Elana Gomel: Horror is life illuminated by the imagination. When people ask me how I can watch horror movies to relax, I ask: “How can you watch TV news and go to sleep?” We live in the world of wars, violence, inequality, and discrimination. We can either avert our eyes from the darkness that surrounds us, or we can look straight into it and try to understand where it comes from and how to make it just a little bit lighter. My favorite line in Shakespeare is from his play Tempest in which Prospero says: “This thing of darkness I acknowledge mine.” Horror for me is acknowledging the darkness both inside and outside ourselves.
I prefer speculative horror: that is horror, with a fantastic element, be it supernatural, weird, or sci-fi. I am not into slashers or true-life atrocities. Fantasy spices fear with wonder. The English language has many words to describe shades of fear: horror, terror, dread, fright, and awe. Fictional horror has to have an element of awe to be effective. Most familiar figures of horror—vampires, ghosts, monsters—originate in myths and fairy tales. And fairy tales are always about discovering and facing the unknown. In my own writing, I try to recreate the experience of enchantment mixed with terror that all good fairy tales (not the expurgated Disney versions) have offered their audience, both young and old, throughout the ages.
Thompson: What is the spookiest experience you’ve ever had?
Gomel: As a child, I was afraid of monsters lurking outside in the night. I grew up in a big city, and always felt safe and protected surrounded by people, streetlights, and the noise of traffic. It was nature that gave me the creeps. My family had a summer house and an orchard. When we stayed there, I would wake up in the middle of the night and hear soft footsteps that circled our house over and over again. Now I am pretty sure it was a stray cat, but who knows? Anyway, I would lie in bed and imagine what kind of creature that was. A dinosaur? An alien? A vampire?

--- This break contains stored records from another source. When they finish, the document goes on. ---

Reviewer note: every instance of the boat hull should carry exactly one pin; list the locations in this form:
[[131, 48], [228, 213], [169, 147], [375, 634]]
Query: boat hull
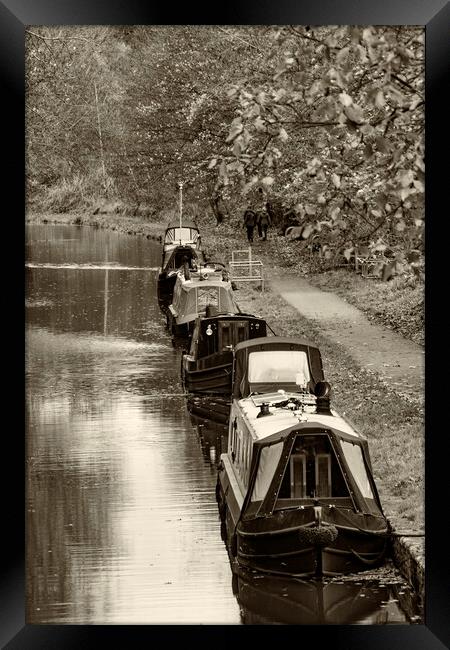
[[165, 288], [291, 542], [294, 544], [215, 379]]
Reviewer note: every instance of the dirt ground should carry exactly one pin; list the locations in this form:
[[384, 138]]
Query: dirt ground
[[398, 362]]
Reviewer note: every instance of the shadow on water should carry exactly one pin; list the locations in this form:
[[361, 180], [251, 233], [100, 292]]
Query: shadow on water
[[121, 467], [274, 600], [122, 523], [376, 597]]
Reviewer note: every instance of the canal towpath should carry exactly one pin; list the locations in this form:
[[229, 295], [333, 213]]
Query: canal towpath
[[397, 362]]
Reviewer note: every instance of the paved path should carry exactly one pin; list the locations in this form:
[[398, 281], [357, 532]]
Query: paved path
[[397, 361]]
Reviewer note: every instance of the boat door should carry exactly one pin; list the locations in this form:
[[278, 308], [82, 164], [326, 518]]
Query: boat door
[[232, 332]]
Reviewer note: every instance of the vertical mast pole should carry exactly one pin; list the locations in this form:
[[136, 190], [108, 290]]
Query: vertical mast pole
[[181, 205]]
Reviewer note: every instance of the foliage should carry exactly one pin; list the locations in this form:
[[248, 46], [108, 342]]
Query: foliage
[[336, 128], [328, 120]]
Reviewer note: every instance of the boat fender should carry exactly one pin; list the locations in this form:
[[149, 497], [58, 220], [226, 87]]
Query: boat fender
[[233, 545], [322, 535]]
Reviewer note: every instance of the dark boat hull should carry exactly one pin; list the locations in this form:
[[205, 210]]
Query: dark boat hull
[[304, 549], [290, 542], [215, 379], [165, 287]]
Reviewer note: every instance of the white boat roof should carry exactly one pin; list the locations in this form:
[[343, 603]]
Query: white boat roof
[[284, 418]]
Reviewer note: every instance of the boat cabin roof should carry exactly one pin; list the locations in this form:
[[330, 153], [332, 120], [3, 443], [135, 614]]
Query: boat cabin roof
[[187, 233], [272, 363], [174, 257], [282, 418], [185, 223], [205, 288]]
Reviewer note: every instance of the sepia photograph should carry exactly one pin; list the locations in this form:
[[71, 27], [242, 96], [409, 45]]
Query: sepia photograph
[[224, 329], [225, 324]]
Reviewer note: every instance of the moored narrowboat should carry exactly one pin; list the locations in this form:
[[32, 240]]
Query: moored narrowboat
[[295, 488], [195, 291], [267, 599], [181, 246], [206, 367]]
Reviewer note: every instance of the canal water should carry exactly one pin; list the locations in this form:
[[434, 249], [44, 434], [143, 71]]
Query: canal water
[[122, 523]]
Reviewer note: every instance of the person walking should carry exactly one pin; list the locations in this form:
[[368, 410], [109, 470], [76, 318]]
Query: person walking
[[249, 222], [259, 224], [264, 222]]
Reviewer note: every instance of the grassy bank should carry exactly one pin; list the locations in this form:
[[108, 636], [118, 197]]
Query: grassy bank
[[397, 304], [393, 426]]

And the more I tried to give it a face and a name, the less afraid I was. Once a monster became a character in my story, I had power over it. I have never forgotten this childhood experience—in fact, my forthcoming novella Embedding is based on it. Telling a story about our fears, nightmares and insecurities is the only way to recover.

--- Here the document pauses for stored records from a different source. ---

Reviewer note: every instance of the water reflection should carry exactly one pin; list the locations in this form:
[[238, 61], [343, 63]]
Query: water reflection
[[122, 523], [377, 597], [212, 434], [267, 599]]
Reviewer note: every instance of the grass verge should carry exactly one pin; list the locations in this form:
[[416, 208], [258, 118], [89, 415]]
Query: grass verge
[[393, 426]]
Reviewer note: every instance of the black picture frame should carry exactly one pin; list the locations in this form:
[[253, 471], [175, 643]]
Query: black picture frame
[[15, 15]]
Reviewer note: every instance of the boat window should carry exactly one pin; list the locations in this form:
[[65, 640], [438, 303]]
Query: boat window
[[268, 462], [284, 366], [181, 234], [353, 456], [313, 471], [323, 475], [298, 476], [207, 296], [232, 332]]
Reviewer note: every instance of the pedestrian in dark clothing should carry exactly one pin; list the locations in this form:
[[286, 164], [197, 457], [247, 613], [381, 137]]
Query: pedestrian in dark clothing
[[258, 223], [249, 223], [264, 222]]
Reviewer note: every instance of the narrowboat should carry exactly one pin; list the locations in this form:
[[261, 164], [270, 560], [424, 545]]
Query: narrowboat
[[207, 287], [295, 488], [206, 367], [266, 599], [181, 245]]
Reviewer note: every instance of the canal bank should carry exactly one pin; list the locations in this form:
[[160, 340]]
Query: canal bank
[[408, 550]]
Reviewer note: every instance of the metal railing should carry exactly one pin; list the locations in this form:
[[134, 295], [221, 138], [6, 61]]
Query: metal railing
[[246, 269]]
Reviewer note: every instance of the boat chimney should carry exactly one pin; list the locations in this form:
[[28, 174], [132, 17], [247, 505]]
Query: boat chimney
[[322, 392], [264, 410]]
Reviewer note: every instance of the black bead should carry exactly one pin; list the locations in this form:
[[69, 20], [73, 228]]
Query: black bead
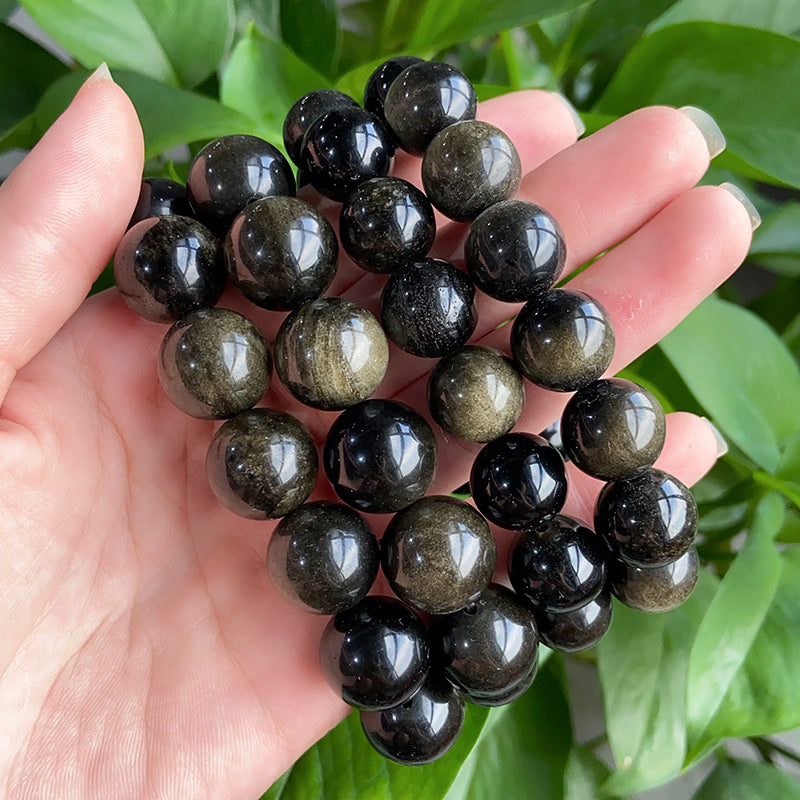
[[305, 111], [515, 251], [517, 480], [558, 565], [323, 557], [562, 340], [428, 308], [424, 99], [233, 171], [612, 429], [376, 654], [386, 223], [420, 730], [344, 147], [281, 252], [166, 267]]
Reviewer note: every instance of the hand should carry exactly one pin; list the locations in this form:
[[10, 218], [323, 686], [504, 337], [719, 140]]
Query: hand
[[145, 652]]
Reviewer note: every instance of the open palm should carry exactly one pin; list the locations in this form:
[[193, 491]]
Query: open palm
[[145, 653]]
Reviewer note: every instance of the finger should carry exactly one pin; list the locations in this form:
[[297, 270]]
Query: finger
[[63, 210]]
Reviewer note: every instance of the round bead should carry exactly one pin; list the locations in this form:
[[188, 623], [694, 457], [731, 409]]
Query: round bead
[[612, 429], [657, 589], [562, 340], [376, 654], [323, 557], [469, 167], [515, 251], [281, 252], [331, 353], [517, 480], [558, 565], [488, 648], [438, 554], [386, 223], [233, 171], [424, 99], [380, 456], [166, 267], [420, 730], [650, 520], [344, 147], [262, 464], [214, 363], [308, 109], [476, 393], [428, 308]]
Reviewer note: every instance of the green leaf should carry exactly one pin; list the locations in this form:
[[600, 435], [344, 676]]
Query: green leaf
[[746, 78], [742, 374]]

Thompson: What is the scariest book you’ve read and what about it frightened you?
Gomel: My husband makes fun of me because I read horror novels and watch horror movies to help me unwind. I am very aware of the distinction between reality and fiction. As much as I enjoy the company of monsters, I know they only exist in my imagination, and in the imagination of the author. But there is one horror novel that really scared me, though not for the reason the author probably intended. It is called No One Gets Out Alive by the British writer Adam Nevill (it was also made into a movie, but I haven’t seen it). The novel has a supernatural creature, and I breathed a sigh of relief when it finally appeared. Until then, the novel was a realistic depiction of the struggles of an impoverished young woman in the streets of London. She loses her job and has to rent a room from a violent landlord because she has nowhere to go. It was so dismal, so hopeless, and so true to life that the fantasy element became a real comfort to the reader. All monsters are metaphors for the things that are too depressing to see as they are.

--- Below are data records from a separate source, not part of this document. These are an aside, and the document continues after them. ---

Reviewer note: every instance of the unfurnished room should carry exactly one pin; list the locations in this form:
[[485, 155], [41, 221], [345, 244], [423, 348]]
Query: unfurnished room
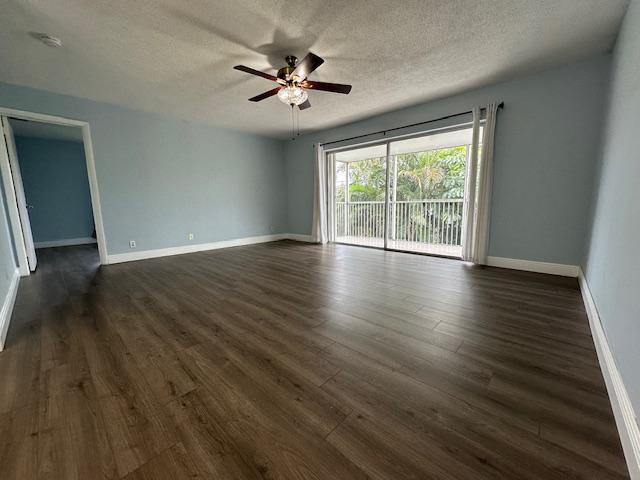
[[288, 239]]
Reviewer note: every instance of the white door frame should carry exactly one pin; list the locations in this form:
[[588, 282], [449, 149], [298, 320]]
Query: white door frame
[[12, 205], [25, 221]]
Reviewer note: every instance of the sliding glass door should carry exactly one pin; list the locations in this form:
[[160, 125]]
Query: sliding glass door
[[406, 194], [360, 187]]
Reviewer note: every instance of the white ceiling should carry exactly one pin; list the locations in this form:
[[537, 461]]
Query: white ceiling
[[49, 131], [176, 56]]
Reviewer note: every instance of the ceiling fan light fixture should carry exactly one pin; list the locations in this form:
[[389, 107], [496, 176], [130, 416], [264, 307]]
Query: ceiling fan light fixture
[[293, 95]]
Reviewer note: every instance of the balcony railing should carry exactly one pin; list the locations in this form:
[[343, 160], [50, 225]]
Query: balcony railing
[[433, 222]]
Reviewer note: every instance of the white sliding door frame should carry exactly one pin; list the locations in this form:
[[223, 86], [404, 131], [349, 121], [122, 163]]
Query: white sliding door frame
[[21, 200], [8, 179], [389, 220]]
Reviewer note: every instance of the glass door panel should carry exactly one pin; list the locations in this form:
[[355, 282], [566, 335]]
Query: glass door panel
[[426, 198], [360, 177]]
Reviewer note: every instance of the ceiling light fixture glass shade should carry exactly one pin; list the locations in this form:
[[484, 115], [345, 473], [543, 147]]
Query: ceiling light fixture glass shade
[[293, 95]]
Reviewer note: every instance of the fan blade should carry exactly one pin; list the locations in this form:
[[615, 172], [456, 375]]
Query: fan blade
[[253, 71], [327, 87], [264, 95], [304, 105], [307, 65]]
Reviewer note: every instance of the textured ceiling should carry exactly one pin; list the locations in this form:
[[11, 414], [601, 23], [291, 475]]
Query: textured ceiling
[[176, 56]]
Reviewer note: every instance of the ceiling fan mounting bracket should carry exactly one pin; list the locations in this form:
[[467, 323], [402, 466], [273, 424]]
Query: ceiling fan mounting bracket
[[291, 60]]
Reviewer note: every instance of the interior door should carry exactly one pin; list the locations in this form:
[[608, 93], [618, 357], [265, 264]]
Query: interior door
[[20, 197]]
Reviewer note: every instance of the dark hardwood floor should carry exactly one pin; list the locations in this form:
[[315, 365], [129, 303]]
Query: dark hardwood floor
[[289, 360]]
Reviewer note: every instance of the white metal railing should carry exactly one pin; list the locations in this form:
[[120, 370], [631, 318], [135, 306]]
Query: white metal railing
[[434, 221]]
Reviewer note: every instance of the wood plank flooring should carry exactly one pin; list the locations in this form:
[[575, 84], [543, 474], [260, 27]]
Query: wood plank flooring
[[288, 360]]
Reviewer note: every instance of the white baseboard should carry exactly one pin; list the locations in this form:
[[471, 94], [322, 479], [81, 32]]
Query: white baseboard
[[200, 247], [65, 242], [298, 237], [532, 266], [7, 307], [623, 412]]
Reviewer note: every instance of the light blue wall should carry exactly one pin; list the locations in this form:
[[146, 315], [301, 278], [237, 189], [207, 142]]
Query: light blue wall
[[612, 265], [161, 178], [54, 175], [547, 140]]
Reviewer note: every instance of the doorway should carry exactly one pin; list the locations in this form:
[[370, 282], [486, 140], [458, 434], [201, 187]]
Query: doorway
[[406, 194], [53, 181]]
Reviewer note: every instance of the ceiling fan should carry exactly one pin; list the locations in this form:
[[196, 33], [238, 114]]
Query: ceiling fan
[[293, 82]]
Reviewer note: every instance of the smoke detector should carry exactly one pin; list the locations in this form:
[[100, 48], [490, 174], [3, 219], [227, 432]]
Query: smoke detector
[[48, 40]]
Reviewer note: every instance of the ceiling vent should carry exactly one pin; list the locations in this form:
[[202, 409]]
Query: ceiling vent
[[48, 40]]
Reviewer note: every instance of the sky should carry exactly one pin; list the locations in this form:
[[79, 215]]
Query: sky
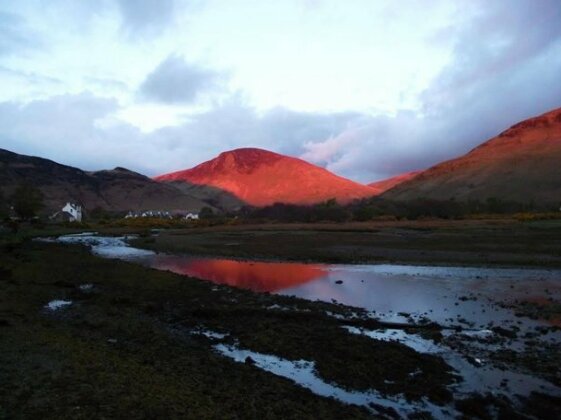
[[365, 88]]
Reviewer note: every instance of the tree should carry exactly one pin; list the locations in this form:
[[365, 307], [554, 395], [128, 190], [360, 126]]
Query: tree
[[27, 201], [3, 207]]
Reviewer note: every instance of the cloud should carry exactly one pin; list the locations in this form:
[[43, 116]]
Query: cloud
[[15, 36], [174, 81], [146, 17], [505, 67], [29, 77]]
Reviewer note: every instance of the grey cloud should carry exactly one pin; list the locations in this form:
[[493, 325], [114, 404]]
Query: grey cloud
[[174, 81], [15, 36], [107, 83], [29, 77], [505, 68]]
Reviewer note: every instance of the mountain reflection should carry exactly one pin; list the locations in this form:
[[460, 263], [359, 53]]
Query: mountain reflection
[[256, 276]]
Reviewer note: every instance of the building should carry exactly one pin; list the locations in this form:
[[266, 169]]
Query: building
[[73, 212]]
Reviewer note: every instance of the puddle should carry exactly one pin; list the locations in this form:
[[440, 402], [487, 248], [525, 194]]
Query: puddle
[[469, 302], [104, 246], [413, 341], [302, 372], [54, 305]]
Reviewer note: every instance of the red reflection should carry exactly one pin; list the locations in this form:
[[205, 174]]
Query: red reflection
[[256, 276]]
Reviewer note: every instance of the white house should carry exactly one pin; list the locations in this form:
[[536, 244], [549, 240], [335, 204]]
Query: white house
[[73, 212]]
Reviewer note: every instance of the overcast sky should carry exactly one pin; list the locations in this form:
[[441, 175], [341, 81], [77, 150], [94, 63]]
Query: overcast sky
[[365, 88]]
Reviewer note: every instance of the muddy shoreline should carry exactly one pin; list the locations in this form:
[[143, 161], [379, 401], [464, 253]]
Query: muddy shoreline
[[133, 340]]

Thompson: I love the tagline for Nightwood: “All fairy tales were history once.” What do you hope the reader will learn about fairy tales from your novel?
Hansel and Gretel were abandoned by their actual parents because the family was starving. Sleeping Beauty was raped, not kissed, and only woke up when she gave birth. Beauty and the Beast goes back to a bawdy Roman tale about Eros and his bride. Fairy tales are very old. They were the sole entertainment of the poor in the ages when hard labor and early death were the only things they could look forward to. Fairy tales reflect the indomitable spirit of the common people who managed to survive various disasters that history threw at them and to transmute pain into poetry. This is why I believe fairy tales are the origin of all horror. In Nightwood, as in the novel I am writing now provisionally called Nine Levels, I want to recreate the spirit of traditional fairy tales but without the obligatory “happy ending” of Disney. The real happy ending is to survive and to go on, fighting monsters, encountering marvels, and knowing that at the end darkness will get you—but not before you stare it down.
Born in Ukraine and currently residing in California, Elana Gomel is an academic with a long list of books and articles, an award-winning writer, and a professional nomad. She has taught and researched in Israel, Italy, and the US, and is known in the academy for her (purely theoretical) interest in serial killers, alien invasions, and rebellious AIs. She is the editor of the upcoming Palgrave Handbook of Global Fantasy. She is also the author of more than a hundred stories, several novellas, and six novels of dark fantasy and dark science fiction. Several of her stories appeared in Best of the Year anthologies. Her most recent fiction publications are Nightwood, a novel of monsters, marriage, and exile, and the collection My Lady of Plagues and Other Gothic Fairy Tales. She is a member of HWA and other professional societies.